Chaumont trouve ses fondements au Xème siècle. Eudes 1er, le comte de Blois (un des plus puissants seigneurs du temps de Hugues Capet), a opté pour de la construction d'un château fort à cet emplacement. Il a alors incendié la colline pour la rendre propice à cette construction. Le fort est donc nommé « Calvus mont » (le Mont Chauve), également connu sous le nom de Chaumont. La forteresse est ensuite consolidée par le chevalier Guelduin (av. 996-1040) et le château devient propriété de la famille d'Amboise pour cinq siècles. C'est au treizième siècle que la structure du château adopte sa forme féodale traditionnelle et carrée.
Au cours du XVème siècle, à la suite d'une insurrection, Louis XI ordonne la démolition et incendie l'édifice. Sa refonte de l'ancienne forteresse a été réalisée par Charles Ier d'Amboise et s'est étendue de de 1468 à 1510, couvrant 3 générations. Ils se sont permis alors quelques raffinements dans la conception architecturale.

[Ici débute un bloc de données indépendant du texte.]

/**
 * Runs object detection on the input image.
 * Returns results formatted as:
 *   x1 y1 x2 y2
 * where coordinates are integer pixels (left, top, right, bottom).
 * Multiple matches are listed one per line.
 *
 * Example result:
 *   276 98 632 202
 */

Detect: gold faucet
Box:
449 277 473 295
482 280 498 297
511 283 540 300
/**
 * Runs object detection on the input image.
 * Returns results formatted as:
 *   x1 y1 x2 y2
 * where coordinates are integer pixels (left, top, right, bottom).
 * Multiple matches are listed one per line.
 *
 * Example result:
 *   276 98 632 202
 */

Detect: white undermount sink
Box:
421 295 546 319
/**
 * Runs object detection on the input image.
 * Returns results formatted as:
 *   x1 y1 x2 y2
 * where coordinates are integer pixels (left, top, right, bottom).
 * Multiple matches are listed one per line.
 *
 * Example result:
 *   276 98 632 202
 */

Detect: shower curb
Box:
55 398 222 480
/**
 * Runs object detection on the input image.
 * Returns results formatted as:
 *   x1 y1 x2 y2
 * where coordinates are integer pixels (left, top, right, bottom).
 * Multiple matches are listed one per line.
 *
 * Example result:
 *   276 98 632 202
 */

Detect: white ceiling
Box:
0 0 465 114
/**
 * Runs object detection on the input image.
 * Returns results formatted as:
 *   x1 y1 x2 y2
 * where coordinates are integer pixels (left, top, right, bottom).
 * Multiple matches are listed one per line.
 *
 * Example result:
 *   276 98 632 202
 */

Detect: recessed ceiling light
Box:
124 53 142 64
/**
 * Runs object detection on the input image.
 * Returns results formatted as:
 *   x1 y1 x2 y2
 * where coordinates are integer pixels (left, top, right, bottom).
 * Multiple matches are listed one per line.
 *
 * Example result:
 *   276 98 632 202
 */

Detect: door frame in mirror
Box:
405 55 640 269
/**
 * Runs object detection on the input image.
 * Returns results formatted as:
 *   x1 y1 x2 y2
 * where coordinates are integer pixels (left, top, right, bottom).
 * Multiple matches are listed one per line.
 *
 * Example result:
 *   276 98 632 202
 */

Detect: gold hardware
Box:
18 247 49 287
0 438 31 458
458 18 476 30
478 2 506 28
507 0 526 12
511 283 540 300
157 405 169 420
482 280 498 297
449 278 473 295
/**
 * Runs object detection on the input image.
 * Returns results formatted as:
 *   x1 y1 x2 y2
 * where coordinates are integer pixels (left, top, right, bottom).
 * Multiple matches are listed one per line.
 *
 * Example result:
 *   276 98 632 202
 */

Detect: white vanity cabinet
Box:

En 1550, la reine Catherine de Médicis (1519-1559) acquiert le château et le transforme en un lieu de rendez-vous pour la chasse. Secteur particulièrement lucratif, grâce, entre autres, à un système de péage sur la Loire et à une vaste étendue de terres arables. Cosimo Ruggieri, un astrologue ayant eu une influence sur Marie de Médicis (aux côtés de Nostradamus), résidait à Chaumont. Après la mort de son mari Henri II en 1559, elle sollicite sa précédente concurrente Diane de Poitiers pour lui céder le château de Chenonceau en contrepartie du château de Chaumont.
                                              
Blason de la famille d’Amboise coiffé d’un chapeau de cardinal, en référence au cardinal Georges d’Amboise.

    
Le blason des rois de France, portant un « L » et un « A » couronnés de chaque côté, est gravé au-dessus du pont-levis. C'est en 1503 que Louis XII et son épouse Anne de Bretagne ont rendu visite à leur vassal, le seigneur Charles II d'Amboise.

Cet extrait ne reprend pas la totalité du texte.